Bill Stewart

Personal information
- Full name: Colin William Stewart
- Born: 4 October 1927 Tamworth, New South Wales, Australia

Playing information
- Position: Halfback
Club
| Years | Team | Pld | T | G | FG | P |
| 1949 | Balmain | 1 | 0 | 0 | 0 | 0 |
| 1950–51 | South Sydney | 30 | 6 | 0 | 0 | 18 |
|  | Total | 31 | 6 | 0 | 0 | 18 |
- Source:

= Bill Stewart (rugby league) =

Australian rugby league player

Bill Stewart was an Australian rugby league footballer who played in the 1940s and 1950s. He played for South Sydney and Balmain in the NSWRL competition.

== Playing career ==
Stewart made his first grade debut for Balmain in 1949 but only featured in 1 game before departing the club for South Sydney.

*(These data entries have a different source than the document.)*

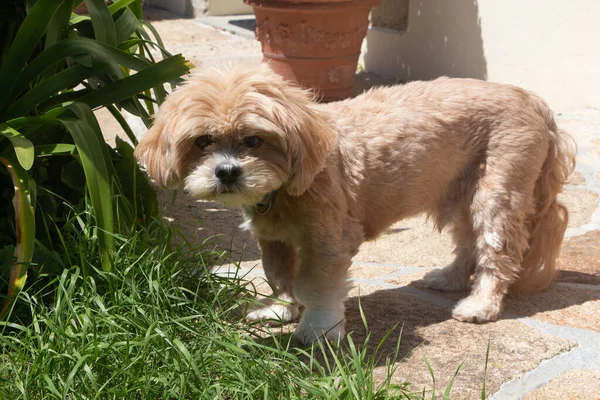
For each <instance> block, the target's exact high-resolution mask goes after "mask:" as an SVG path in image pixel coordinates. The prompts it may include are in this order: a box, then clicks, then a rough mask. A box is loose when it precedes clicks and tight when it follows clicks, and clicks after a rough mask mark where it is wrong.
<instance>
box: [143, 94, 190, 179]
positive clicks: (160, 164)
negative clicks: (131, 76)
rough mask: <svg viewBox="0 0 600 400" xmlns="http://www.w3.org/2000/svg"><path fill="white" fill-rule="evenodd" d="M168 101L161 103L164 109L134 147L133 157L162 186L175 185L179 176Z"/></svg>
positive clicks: (158, 112)
mask: <svg viewBox="0 0 600 400" xmlns="http://www.w3.org/2000/svg"><path fill="white" fill-rule="evenodd" d="M168 103H169V102H168V101H167V102H165V103H163V106H162V107H163V108H165V109H164V110H160V111H159V112H158V113H157V117H156V119H155V121H154V124H153V125H152V127H151V128H150V130H149V131H148V132H147V133H146V135H145V136H144V137H143V138H142V140H140V142H139V143H138V145H137V146H136V148H135V153H134V154H135V157H136V158H137V160H138V162H139V163H140V165H142V166H144V167H145V168H146V170H147V171H148V175H150V177H151V178H152V179H153V180H154V181H155V182H156V184H157V185H159V186H162V187H173V186H175V185H176V184H177V183H178V182H179V180H180V178H179V175H180V173H179V171H178V167H179V166H178V164H179V163H177V162H176V160H175V158H176V156H175V154H174V153H173V150H174V149H173V146H172V143H171V142H172V140H173V132H172V129H173V126H172V122H171V120H170V118H171V117H172V116H171V114H172V112H171V110H170V105H169V104H168Z"/></svg>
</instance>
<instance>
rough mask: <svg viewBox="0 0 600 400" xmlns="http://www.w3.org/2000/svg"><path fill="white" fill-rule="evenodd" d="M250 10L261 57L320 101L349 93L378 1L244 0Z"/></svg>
mask: <svg viewBox="0 0 600 400" xmlns="http://www.w3.org/2000/svg"><path fill="white" fill-rule="evenodd" d="M244 2H246V3H247V4H249V5H251V6H252V7H253V9H254V15H255V16H256V38H257V39H258V40H259V41H260V42H261V44H262V51H263V57H264V60H265V61H266V62H268V63H269V64H270V65H271V68H273V70H275V71H276V72H277V73H279V74H280V75H282V76H283V77H284V78H286V79H288V80H290V81H295V82H297V83H298V84H300V85H301V86H303V87H306V88H312V89H313V90H315V91H316V92H317V93H318V94H319V95H320V98H321V100H322V101H333V100H341V99H344V98H347V97H349V96H350V95H351V93H352V87H353V85H354V76H355V75H356V67H357V63H358V57H359V56H360V48H361V44H362V41H363V39H364V37H365V35H366V33H367V29H368V26H369V12H370V11H371V8H373V7H375V6H377V5H378V4H379V0H354V1H353V0H296V1H292V0H244Z"/></svg>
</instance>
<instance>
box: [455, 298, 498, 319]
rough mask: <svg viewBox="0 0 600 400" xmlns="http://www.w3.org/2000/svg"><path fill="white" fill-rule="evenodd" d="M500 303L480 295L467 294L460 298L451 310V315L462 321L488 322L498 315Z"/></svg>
mask: <svg viewBox="0 0 600 400" xmlns="http://www.w3.org/2000/svg"><path fill="white" fill-rule="evenodd" d="M501 311H502V305H501V303H499V302H496V301H493V300H490V299H487V298H484V297H480V296H469V297H467V298H464V299H462V300H461V301H459V302H458V304H457V305H456V306H455V307H454V309H453V310H452V317H453V318H454V319H456V320H458V321H462V322H478V323H483V322H490V321H495V320H497V319H498V317H499V316H500V312H501Z"/></svg>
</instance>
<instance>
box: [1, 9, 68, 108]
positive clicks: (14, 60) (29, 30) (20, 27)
mask: <svg viewBox="0 0 600 400" xmlns="http://www.w3.org/2000/svg"><path fill="white" fill-rule="evenodd" d="M63 1H64V0H44V1H37V2H36V3H35V4H34V5H33V8H32V9H31V11H30V12H29V13H28V14H27V17H25V21H23V23H22V24H21V27H20V28H19V31H18V32H17V35H16V36H15V39H14V40H13V42H12V44H11V46H10V49H9V50H8V53H7V54H6V57H5V58H4V61H3V63H2V65H1V66H0V93H2V96H0V111H1V110H3V109H4V107H5V106H6V104H7V103H8V101H9V100H10V97H9V96H7V94H9V93H11V92H12V88H13V86H14V85H15V77H16V76H18V75H19V73H20V72H21V69H22V68H23V67H24V66H25V64H26V63H27V60H28V59H29V57H30V56H31V54H32V53H33V51H34V50H35V47H36V45H37V44H38V42H39V40H40V38H41V37H42V35H43V34H44V32H45V31H46V27H47V26H48V24H49V23H50V21H51V20H52V17H53V16H54V13H55V12H56V10H57V9H58V8H59V7H60V5H61V4H62V3H63Z"/></svg>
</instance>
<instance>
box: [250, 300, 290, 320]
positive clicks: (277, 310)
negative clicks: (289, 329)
mask: <svg viewBox="0 0 600 400" xmlns="http://www.w3.org/2000/svg"><path fill="white" fill-rule="evenodd" d="M298 313H299V311H298V306H296V305H295V304H292V303H281V302H278V301H277V300H273V299H265V300H263V301H261V304H260V306H258V307H256V308H254V309H251V310H249V312H248V313H247V314H246V318H245V319H246V321H247V322H255V321H265V322H270V323H278V324H284V323H286V322H290V321H293V320H294V319H296V318H297V317H298Z"/></svg>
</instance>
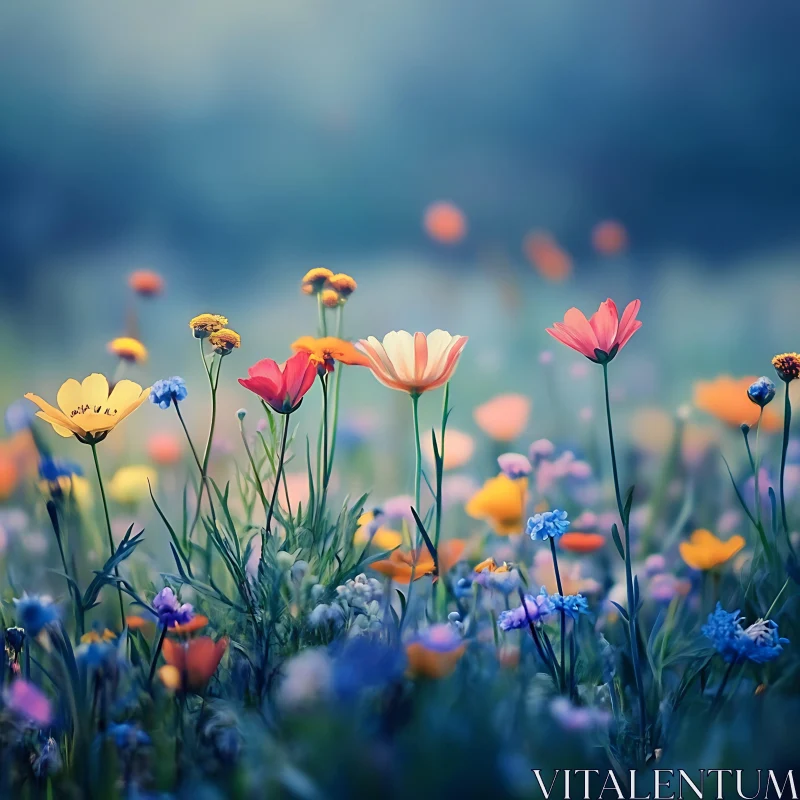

In his first season at Souths, the club won the minor premiership and reached the grand final. Stewart played at halfback in Souths 21-15 premiership victory over Western Suburbs which was played at the Sydney Sports Ground in front of 32,373 people.

In 1951, Stewart played 11 games for Souths as they won the minor premiership again and reached the grand final against Manly-Warringah. Stewart missed out on playing in the club's premiership victory, due to having broken his leg in the round 14 match against Wests. The grand final against Manly-Warringah was also a record high score for a grand final at the time as Souths won 42–14.